Nous savons maintenant que tout cela est des plus illégal. Car, malgré la loi qui stipule que « Toute personne sans abri en situation de détresse médicale, psychique et sociale a accès, à tout moment, à un dispositif d’hébergement d’urgence » (Code de l’Action Sociale et des Familles, article L345-2-2), l’accueil inconditionnel à Poitiers comme ailleurs, n’est pas assuré à cause du manque de places – des personnes seules et des familles se retrouvent régulièrement à la rue.
De plus, si les femmes et les enfants sont à peu près toujours accueillis à terme, les hommes « tournent » c’est-à-dire ne sont hébergés qu’une nuit sur deux ou trois voire qu’une nuit par semaine, hiver comme été. Ce qui est là-aussi une violation caractérisée des droits des personnes car « Toute personne accueillie dans une structure d’hébergement d’urgence doit pouvoir y bénéficier d’un accompagnement personnalisé et y demeurer, dès lors qu’elle le souhaite, jusqu’à ce qu’une orientation lui soit proposée. Cette orientation est effectuée vers une structure d’hébergement stable ou de soins, ou vers un logement, adaptés à sa situation ». (Code de l’Action Sociale et des Familles, article L.345-2-3)
Ce qui est confirmé d’abord dans une ordonnance du 11 janvier 2013, le tribunal administratif a reconnu le « droit au maintien » de la personne dans une structure d’hébergement comme liberté fondamentale, permettant de saisir le juge administratif en urgence dans le cadre d’une fin de prise en charge. Le juge a enjoint au Préfet de proposer une orientation à la personne vers une structure d’hébergement stable ou de soins, ou vers un logement, adaptés à sa situation, comme le prévoit la loi (article L. 345-2-3 du Code de l’action sociale et des familles). TA Paris, 11 janvier 2013, n°1300311/9
Ensuite, dans une ordonnance en date du 17 juillet 2014, rendue par le juge des référés du Tribunal Administratif de Paris sous le n° 1411665/9-1, qui consacre le droit de demeurer dans une structure d’hébergement stipulé à l’article 345-2-3 du code de l’action sociale et des familles et enjoint au préfet d’Ile de France , préfet de Paris, de proposer une structure d’hébergement.

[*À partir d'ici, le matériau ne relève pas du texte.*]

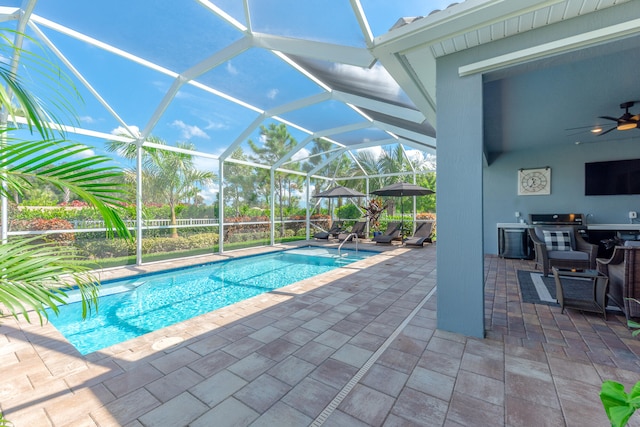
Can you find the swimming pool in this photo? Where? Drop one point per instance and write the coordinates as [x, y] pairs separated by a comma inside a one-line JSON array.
[[137, 305]]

Mais ce n’est pas tout. Malgré la loi qui prévoit un « accueil digne », les locaux du CHUS sont vétustes, insalubres, il y pousse des champignons [VOIR : Poitiers : Vous aimez les champignons ? Faites le 115 !], on vous impose une vie en dortoirs séparés, les hommes d’un coté, les femmes et les enfants d’un autre. Malgré la loi qui prévoit un accueil continu, les personnes et les familles doivent sortir à 10h30 le matin et ne pas y revenir avant 16h15 et pas après 21h. Et le règlement est draconien, il n’est pas rare d’être puni à rester à la rue ou à faire des réparations. Malgré la loi qui, outre le gîte et l’hygiène, prévoit le couvert, il n’y a pas de repas servis le soir ni a fortiori le midi.
La préfecture et la Croix Rouge, sachant qu’elles ne risquent rien puisqu’elles bénéficient de la complicité du tribunal administratif [VOIR : Préfecture hors-la-loi, Tribunal Administratif complice ! ], violent allègrement les lois et bafouent les droits des personnes.
Pour en revenir à ce couple de russes, ces conditions de vie imposées par le 115 et le CHUS ont rendu très difficile leur existence et la coexistence avec les autres résidents. L’exiguïté des locaux et la promiscuité provoquent des conflits, ce qui a détérioré encore énormément leurs conditions d’existence qui étaient déjà très précaires.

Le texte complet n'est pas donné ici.